Jeremy Griffith, the main writer for the movement, does have an extended analogy to explain further this story, or our Human Condition. He uses the migration patterns of storks to illustrate the genetic orientation we have as living things (which was neat for me because Shannon did a Happy News story about a couple of storks in love a little while ago). But, a conscious brain is essentially unsatisfied with the genetic routines in place and seeks new paths, new curiosities, and better understandings.

Like I said, I haven’t examined all of their material or measured their evidence in the balances yet. I will say this, however; Jeremy Griffith, as their spokesperson, does not come across as a natural-born public speaker. This isn’t a slick, greasy-smooth delivery or pitch at all. This guy hasn’t been to the Seminary of Sales, if you read me.

It’s funny, but for some reason I tend to take people more seriously when they are uncomfortable or when they stumble on words. That’s just me though. I’ve been hoodwinked by all sorts of shams all the same…

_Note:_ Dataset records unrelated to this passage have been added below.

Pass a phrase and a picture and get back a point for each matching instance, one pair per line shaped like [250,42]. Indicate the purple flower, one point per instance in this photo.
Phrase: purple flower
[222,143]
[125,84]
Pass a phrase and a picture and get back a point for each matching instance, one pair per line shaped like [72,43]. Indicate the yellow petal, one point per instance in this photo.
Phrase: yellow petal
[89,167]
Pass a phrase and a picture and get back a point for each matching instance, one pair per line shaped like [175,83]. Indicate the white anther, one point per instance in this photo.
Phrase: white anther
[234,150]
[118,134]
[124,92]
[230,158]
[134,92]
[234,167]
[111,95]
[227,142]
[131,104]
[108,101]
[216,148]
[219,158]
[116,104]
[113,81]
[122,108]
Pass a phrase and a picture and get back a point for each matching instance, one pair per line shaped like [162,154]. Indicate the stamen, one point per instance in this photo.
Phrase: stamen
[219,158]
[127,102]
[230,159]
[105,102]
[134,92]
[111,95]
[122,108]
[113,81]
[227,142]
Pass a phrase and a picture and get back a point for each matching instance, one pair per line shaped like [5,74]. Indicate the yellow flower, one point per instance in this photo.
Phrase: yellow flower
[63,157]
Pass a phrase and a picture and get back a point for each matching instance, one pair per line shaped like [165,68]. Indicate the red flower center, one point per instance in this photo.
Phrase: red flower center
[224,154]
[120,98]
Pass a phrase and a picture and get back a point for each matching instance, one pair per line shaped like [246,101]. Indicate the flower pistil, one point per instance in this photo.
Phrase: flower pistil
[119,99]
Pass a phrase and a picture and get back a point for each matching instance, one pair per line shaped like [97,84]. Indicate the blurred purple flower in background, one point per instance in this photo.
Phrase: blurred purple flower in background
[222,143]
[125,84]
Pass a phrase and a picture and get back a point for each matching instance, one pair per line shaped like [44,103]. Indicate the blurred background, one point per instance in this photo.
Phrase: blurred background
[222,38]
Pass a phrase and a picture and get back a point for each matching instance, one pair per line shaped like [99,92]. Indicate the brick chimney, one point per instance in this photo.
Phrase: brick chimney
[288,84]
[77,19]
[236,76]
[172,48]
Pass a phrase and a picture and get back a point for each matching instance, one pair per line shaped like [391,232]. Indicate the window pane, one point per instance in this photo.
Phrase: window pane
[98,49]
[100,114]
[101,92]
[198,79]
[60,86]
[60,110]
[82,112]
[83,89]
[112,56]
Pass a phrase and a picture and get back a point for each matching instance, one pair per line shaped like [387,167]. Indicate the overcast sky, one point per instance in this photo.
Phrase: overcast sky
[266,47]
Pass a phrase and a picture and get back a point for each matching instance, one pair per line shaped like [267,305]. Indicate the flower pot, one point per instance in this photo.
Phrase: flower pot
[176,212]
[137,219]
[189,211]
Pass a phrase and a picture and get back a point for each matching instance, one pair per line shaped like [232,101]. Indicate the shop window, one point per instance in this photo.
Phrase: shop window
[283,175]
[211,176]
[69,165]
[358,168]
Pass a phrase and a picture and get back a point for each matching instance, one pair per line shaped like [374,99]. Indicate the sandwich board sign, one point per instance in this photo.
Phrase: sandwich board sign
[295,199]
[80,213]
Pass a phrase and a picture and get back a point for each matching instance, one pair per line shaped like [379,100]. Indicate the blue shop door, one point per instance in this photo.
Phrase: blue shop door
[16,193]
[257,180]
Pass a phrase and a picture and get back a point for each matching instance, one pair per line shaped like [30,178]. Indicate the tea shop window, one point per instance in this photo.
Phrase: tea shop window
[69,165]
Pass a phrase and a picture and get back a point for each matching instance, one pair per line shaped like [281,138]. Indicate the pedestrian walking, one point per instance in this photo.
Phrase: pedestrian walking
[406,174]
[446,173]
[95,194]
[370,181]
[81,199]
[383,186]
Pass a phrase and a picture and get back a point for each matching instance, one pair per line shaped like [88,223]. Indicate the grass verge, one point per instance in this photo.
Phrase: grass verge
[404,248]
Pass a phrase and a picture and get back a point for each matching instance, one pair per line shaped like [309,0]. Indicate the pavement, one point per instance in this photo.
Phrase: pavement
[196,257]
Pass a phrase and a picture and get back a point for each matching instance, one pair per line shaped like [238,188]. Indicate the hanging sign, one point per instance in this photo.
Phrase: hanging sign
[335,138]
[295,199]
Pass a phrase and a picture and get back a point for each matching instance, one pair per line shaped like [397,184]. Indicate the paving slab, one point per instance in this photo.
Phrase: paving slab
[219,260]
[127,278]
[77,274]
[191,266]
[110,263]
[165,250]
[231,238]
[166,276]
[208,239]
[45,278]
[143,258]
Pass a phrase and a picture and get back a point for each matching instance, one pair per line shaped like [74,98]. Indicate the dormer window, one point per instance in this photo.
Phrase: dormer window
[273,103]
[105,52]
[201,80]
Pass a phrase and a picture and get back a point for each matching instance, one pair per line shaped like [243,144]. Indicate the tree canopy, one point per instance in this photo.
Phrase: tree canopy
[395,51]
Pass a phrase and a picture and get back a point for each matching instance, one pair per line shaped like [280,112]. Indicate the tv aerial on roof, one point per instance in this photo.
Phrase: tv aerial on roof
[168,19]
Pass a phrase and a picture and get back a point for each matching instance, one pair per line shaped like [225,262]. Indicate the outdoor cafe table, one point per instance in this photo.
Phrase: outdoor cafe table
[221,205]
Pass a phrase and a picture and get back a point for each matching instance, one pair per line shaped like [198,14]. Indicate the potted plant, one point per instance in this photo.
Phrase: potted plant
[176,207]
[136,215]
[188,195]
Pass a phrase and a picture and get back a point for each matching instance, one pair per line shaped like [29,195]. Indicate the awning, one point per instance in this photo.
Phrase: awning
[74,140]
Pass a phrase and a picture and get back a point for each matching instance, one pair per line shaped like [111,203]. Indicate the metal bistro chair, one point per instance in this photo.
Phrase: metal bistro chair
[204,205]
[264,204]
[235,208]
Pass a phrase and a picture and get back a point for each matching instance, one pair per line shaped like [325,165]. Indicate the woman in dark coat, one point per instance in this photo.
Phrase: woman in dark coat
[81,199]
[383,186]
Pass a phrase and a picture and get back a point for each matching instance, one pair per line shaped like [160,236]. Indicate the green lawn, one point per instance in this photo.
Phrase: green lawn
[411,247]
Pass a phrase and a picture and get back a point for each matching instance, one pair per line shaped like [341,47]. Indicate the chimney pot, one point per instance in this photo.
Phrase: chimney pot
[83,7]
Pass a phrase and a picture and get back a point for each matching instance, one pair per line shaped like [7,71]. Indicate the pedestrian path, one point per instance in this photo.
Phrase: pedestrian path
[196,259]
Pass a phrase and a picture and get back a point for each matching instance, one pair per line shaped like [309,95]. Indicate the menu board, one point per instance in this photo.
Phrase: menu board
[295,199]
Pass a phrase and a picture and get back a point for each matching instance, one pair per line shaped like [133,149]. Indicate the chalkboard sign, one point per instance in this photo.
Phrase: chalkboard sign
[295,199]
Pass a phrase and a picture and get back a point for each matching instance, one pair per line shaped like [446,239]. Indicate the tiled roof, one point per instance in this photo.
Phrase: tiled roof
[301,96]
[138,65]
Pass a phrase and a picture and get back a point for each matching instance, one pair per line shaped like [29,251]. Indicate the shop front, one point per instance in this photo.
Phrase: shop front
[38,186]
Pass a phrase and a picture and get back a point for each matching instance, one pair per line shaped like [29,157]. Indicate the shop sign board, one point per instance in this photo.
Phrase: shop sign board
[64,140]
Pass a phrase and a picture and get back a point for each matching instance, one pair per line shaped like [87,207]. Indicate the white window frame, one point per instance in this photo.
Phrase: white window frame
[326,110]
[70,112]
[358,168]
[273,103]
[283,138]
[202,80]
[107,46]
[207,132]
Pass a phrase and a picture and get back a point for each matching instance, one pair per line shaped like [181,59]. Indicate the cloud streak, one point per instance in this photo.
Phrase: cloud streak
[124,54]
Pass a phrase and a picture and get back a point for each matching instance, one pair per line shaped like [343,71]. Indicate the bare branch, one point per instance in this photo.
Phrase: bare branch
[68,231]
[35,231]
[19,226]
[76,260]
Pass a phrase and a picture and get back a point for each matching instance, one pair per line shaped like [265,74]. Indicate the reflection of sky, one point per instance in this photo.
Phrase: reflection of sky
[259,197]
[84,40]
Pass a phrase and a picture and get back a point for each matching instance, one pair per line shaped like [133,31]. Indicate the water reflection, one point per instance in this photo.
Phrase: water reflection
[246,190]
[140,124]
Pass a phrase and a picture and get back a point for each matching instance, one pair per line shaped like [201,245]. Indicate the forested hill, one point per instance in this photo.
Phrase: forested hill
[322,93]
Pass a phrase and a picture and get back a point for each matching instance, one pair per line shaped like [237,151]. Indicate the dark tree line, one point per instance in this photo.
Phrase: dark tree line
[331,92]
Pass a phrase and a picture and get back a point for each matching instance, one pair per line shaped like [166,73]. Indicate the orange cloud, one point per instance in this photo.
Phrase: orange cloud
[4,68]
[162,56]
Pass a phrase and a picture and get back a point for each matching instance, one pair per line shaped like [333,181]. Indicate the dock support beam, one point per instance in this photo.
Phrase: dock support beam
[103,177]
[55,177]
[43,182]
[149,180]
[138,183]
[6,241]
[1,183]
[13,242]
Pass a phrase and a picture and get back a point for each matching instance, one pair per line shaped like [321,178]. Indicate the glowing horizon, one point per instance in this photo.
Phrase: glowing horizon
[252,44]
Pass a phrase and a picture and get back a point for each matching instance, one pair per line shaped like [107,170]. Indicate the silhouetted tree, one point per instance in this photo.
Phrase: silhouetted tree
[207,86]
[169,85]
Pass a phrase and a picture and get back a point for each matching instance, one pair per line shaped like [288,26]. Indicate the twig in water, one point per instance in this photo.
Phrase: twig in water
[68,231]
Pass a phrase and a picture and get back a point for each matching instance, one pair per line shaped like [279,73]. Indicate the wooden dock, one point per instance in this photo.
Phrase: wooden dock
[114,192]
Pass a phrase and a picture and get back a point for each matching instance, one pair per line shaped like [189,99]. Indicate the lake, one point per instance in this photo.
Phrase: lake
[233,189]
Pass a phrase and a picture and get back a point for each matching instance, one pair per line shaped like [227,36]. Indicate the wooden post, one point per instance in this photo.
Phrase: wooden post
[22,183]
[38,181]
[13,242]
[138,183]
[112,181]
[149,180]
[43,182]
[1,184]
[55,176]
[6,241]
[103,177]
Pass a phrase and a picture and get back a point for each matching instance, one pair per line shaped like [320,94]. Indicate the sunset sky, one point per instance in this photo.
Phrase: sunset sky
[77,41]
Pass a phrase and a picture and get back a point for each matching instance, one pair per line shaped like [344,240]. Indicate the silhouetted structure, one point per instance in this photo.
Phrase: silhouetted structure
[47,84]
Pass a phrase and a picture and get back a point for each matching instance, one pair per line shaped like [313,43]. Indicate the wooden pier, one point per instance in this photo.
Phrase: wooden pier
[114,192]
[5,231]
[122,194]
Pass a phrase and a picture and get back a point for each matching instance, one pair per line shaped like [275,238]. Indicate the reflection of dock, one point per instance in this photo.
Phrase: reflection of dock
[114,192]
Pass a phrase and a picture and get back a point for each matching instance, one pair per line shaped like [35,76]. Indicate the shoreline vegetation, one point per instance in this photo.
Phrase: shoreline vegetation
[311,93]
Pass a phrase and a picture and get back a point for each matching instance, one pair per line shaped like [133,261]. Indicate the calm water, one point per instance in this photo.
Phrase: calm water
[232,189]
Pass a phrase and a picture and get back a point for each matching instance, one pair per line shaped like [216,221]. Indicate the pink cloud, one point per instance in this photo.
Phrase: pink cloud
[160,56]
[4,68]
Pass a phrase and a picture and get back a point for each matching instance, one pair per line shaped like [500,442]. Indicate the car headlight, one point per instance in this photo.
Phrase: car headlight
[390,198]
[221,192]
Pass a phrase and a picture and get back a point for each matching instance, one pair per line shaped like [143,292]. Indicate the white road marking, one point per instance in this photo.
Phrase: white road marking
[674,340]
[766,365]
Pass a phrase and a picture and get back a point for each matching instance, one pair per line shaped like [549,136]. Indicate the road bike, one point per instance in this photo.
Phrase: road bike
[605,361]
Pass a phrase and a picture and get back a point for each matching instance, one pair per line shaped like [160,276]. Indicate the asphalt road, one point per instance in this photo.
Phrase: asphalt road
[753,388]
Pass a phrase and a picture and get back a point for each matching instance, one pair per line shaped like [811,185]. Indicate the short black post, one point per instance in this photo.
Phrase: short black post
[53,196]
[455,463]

In first impressions, my mind went immediately to ideas of hero mythology and Joseph Campbell during the explanations on how our conscious nervous system seeks out new understandings and new paths. So in many many ways, this is not the creation of a new story at all. It is framing some of the old ideas within a few biological terms and a modern understanding.

The Movement does not seem too concerned with the spiritual side of humanity, but it does seem to want to address the emotional side of humanity. And so I do reserve the right to change my impressions after I see the rest of their story, of course. I really don’t like the use of the word “orientate“. I admit it –  I’m prejudice against that word. What kind of a word is “orientate” anyway?

Please, by all means explore for yourself and then tell me what you think.

Do we need a new story?

And does this satisfy our needs?

Is it just too dangerous to see things under new lights?